“As my sufferings mounted I soon realized that there were two ways in which I could respond to my situation — either to react with bitterness or seek to transform the suffering into a creative force. I decided to follow the latter course.”
~ Martin Luther King Jr.
When do you accept your current circumstances, and when do you keep fighting for change?
As someone who has lived with chronic illness and limitation for much of their life, this is a question I often ask myself.
I’m off to a new doctor today. Well, not so new. I’ve seen them twice before. I hesitate to write anything else at all about them, such is the culture of bullying and persecution that exists for doctors brave enough to diagnose and treat lyme disease here in Australia.
Anyway…
I saw my first lyme doctor back in 2013. They treated me with a hardcore regime of antibiotics and antibacterials, supplements and diet – saving my life and reversing many of my symptoms. But their practice was closed down fourteen months later, leaving me part-way through my treatment protocol and scrambling to find competent care.
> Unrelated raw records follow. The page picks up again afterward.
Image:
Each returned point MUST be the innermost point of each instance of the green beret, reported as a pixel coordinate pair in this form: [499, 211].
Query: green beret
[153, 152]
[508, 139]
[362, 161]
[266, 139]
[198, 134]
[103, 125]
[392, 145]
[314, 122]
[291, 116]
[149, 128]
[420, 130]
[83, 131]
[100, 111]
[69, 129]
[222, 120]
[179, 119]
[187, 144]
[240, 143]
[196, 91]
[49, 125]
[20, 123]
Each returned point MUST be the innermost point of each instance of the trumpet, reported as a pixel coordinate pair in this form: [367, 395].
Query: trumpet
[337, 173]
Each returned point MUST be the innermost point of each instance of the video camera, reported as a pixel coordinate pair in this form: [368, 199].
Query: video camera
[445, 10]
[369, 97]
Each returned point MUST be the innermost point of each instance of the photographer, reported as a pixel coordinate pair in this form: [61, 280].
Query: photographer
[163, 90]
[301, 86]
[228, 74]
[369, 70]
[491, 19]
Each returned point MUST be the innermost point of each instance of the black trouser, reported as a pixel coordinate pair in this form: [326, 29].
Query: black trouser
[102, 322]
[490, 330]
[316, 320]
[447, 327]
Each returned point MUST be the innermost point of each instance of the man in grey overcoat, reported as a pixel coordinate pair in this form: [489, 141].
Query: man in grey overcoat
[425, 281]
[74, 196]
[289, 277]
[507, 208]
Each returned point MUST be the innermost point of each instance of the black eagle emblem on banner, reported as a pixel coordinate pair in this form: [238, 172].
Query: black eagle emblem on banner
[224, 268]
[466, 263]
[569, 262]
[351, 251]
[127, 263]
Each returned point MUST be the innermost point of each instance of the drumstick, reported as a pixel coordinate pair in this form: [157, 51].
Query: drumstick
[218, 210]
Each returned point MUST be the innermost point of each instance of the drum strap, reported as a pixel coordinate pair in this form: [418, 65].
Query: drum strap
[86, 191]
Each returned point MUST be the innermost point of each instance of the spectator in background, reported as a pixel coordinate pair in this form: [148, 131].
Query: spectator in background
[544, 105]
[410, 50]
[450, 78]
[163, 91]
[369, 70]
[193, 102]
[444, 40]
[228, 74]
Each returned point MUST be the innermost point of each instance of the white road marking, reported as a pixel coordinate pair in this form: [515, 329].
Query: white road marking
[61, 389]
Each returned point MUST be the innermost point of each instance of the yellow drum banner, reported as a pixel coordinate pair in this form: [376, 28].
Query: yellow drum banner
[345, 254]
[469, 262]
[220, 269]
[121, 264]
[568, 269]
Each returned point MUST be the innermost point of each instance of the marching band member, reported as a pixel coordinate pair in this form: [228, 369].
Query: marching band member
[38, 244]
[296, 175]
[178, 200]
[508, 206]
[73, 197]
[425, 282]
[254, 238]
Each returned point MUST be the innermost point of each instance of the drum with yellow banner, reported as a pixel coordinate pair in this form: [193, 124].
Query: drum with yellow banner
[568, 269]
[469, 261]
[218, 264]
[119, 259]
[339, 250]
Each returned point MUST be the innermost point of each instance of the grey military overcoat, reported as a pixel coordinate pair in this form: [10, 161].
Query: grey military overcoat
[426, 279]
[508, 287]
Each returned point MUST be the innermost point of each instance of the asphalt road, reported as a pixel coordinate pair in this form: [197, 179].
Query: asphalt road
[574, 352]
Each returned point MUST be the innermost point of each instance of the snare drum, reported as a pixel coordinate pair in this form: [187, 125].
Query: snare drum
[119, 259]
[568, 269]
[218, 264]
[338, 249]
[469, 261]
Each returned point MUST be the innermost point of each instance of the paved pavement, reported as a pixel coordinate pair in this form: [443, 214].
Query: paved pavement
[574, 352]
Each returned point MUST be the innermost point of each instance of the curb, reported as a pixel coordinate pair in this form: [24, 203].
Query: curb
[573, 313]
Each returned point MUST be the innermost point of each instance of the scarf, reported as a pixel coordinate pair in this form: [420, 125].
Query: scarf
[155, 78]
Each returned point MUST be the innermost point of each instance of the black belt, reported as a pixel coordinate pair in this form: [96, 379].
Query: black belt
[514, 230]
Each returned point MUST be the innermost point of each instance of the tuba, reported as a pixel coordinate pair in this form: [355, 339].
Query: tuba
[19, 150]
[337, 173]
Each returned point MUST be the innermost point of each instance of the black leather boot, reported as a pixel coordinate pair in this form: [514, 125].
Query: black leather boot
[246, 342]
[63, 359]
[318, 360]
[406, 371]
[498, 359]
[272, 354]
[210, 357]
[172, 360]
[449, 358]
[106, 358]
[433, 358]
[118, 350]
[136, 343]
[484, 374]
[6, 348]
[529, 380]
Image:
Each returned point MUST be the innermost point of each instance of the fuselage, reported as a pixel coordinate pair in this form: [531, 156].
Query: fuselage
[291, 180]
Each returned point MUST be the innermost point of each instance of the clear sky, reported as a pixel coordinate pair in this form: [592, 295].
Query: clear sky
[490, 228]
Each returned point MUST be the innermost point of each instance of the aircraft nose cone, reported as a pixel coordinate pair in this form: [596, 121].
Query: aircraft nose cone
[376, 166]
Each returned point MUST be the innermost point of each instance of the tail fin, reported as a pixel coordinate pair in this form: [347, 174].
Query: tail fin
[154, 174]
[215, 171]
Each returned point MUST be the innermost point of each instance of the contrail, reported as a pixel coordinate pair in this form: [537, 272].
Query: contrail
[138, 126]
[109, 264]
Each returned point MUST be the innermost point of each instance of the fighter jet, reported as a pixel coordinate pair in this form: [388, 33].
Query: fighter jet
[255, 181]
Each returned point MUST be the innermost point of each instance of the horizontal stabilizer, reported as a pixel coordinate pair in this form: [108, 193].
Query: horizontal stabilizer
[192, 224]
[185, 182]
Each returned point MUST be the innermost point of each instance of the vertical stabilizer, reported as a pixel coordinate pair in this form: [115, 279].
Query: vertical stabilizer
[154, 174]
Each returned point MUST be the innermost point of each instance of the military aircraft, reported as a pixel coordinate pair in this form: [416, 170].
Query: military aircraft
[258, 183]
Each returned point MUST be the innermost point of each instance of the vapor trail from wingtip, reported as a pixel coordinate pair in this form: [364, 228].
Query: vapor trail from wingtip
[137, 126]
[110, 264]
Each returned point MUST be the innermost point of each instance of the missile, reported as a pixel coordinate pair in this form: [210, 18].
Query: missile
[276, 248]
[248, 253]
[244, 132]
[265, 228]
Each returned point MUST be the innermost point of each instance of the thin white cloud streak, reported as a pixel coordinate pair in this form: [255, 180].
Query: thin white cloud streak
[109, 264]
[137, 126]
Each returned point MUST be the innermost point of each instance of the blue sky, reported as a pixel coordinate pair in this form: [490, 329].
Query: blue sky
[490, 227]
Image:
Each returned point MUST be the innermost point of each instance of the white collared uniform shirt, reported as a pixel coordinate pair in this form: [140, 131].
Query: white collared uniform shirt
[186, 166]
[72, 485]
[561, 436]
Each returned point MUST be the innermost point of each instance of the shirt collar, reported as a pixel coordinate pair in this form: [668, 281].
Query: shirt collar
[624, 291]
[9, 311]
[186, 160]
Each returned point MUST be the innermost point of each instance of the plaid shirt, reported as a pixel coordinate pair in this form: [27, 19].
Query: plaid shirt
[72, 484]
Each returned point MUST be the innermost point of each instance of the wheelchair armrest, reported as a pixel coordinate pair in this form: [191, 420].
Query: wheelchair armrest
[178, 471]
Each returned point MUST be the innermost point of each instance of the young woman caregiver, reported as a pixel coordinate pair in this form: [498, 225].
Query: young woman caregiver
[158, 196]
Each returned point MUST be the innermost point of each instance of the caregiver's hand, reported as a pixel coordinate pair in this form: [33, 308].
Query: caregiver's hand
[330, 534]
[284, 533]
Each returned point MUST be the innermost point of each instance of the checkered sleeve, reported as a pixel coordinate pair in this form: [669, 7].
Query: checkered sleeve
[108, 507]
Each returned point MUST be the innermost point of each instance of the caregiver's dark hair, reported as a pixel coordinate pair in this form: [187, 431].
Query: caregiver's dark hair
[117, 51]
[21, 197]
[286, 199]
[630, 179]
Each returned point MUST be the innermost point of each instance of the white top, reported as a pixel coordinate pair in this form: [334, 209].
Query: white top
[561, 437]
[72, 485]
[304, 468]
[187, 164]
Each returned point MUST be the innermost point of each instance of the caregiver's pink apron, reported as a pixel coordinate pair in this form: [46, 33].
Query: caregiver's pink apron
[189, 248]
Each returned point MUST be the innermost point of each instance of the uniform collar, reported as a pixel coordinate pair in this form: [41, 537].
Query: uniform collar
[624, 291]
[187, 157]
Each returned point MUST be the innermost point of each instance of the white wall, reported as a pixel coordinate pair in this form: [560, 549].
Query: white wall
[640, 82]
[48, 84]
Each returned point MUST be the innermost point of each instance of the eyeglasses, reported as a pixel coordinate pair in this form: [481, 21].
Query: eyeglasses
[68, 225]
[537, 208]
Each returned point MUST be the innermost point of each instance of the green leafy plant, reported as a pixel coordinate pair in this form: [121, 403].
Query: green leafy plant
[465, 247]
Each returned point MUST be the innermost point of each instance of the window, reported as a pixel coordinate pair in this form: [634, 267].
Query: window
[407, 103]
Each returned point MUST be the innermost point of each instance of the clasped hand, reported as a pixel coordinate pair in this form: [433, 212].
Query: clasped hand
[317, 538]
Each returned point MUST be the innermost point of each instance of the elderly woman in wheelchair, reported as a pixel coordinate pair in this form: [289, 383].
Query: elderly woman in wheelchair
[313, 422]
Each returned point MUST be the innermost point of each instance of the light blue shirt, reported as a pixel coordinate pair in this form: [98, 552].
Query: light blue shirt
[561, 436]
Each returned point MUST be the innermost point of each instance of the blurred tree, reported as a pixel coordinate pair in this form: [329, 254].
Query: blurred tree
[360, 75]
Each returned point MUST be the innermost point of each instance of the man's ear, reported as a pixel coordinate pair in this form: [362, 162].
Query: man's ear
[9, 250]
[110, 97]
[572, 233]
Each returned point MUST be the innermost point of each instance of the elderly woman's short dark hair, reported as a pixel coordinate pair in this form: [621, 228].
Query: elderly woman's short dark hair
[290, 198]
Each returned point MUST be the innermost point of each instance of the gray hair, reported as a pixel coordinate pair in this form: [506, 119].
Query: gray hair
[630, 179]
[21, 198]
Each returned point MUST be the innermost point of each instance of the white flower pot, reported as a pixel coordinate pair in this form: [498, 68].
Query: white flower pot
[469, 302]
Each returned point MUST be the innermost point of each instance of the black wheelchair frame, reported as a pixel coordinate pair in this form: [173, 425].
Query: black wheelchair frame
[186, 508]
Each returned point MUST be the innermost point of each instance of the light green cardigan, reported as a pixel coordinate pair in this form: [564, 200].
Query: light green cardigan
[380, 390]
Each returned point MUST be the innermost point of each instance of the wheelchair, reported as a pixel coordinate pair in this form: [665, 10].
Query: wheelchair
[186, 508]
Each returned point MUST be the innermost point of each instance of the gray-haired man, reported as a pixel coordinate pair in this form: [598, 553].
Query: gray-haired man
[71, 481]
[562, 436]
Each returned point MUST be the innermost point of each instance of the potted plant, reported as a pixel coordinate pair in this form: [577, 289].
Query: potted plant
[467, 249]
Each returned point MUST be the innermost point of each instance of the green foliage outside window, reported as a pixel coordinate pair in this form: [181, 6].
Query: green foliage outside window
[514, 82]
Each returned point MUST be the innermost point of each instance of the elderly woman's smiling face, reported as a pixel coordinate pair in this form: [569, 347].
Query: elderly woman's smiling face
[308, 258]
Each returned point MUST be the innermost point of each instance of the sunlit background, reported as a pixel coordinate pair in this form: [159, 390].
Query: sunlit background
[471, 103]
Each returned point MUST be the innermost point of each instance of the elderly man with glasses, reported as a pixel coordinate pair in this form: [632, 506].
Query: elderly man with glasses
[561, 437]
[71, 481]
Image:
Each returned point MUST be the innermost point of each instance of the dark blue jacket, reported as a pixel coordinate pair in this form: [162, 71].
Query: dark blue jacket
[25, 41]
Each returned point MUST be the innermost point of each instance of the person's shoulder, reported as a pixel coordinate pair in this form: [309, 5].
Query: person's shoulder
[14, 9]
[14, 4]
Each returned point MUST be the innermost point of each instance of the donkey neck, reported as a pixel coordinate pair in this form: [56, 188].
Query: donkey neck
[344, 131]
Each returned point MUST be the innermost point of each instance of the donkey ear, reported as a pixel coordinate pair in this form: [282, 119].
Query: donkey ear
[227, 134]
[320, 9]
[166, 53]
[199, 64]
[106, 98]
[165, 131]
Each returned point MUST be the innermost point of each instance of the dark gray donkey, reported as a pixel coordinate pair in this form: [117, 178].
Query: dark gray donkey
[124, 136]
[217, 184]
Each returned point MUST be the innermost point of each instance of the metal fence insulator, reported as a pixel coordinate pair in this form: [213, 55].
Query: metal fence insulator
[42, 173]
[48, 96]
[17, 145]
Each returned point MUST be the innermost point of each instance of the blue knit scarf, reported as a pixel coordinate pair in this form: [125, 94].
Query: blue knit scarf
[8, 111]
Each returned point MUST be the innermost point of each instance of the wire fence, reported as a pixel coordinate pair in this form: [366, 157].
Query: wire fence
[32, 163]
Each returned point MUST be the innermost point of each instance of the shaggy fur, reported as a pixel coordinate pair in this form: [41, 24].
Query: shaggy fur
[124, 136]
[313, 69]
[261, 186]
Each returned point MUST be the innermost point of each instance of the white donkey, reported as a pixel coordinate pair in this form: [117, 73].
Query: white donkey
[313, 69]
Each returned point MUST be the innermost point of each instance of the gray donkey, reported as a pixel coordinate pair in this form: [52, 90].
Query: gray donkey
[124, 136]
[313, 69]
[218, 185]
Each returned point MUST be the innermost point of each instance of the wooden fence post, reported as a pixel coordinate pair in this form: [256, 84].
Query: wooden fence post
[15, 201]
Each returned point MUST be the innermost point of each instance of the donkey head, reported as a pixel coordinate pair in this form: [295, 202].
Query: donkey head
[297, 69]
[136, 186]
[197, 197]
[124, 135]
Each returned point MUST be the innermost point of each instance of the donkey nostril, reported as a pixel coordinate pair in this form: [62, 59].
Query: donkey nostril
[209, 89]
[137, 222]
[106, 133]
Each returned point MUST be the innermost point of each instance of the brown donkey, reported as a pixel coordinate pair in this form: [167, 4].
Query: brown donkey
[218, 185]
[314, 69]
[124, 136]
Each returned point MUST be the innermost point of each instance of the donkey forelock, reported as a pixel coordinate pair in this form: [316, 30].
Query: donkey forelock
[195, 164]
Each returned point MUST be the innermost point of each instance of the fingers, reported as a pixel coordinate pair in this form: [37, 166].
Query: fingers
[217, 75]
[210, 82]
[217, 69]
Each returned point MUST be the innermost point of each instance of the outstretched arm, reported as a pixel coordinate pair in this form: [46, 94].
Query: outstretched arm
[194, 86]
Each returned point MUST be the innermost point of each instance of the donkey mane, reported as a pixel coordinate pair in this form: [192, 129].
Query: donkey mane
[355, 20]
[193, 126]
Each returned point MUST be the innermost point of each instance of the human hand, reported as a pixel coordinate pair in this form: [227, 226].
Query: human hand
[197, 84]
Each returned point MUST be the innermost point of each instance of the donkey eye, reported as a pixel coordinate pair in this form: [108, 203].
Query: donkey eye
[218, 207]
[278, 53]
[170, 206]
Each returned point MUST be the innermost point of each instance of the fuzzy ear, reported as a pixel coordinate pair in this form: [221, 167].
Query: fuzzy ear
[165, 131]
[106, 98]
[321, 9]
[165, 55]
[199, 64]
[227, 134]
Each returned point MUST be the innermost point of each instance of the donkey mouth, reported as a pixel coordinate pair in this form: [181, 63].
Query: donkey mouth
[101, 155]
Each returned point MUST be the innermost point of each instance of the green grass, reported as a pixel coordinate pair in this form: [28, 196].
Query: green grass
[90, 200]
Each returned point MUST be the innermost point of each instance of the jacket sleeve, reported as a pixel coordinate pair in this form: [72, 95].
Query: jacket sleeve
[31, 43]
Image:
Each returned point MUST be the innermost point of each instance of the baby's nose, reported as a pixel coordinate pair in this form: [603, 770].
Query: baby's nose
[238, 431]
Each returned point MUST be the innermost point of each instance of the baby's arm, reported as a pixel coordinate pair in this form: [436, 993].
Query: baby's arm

I finally found another doctor to take me on.
Only to have that practice close down too.
I managed to cobble together a treatment plan and find other doctors who would treat me ‘under the radar’ but who couldn’t prescribe the drugs I needed to complete my treatment.
I improved a little more, and stabilised.
But slowly the old symptoms began to return, no matter what I did. Peripheral neuropathy, pain, rashes, facial numbness, exhaustion, mental confusion, neurological incontinence and lyme bladder, terrible headaches, eye pain, loss of vision, impaired balance, slow reflexes, sleep disturbance, fevers, sweats, heart problems.
Then I ended up with the flu at Easter, after which my old Lyme symptoms raged with a vengeance. My thyroid function has been almost destroyed, and my antibodies are off the chart. I have ongoing heart problems and vision disturbance which has not improved.
To have been on the road to well, and then to slide back again is terrifying.
To have gained function and then lost it again has been mental torture.
In early March, while I was in the Philipines I made the decision that I would leave Australia if necessary, to access the drugs and treatment that have been proven to lead me to recovery.
When I came home from Cebu someone in my circle directed me to this doctor, and told me they had discussed me with them, and that they would help me.
So, off I go today. I no longer even sit in a hopeful space. I am resolved and resigned. This is my new Plan A. But I have a Plan B and a Plan C too.
I know I can have a better quality of life. I’ve experienced that. And having tasted it I want more.
I’m not done fighting.
So, I’ll keep you posted. Fingers crossed this one is the last doctor I need for a long while.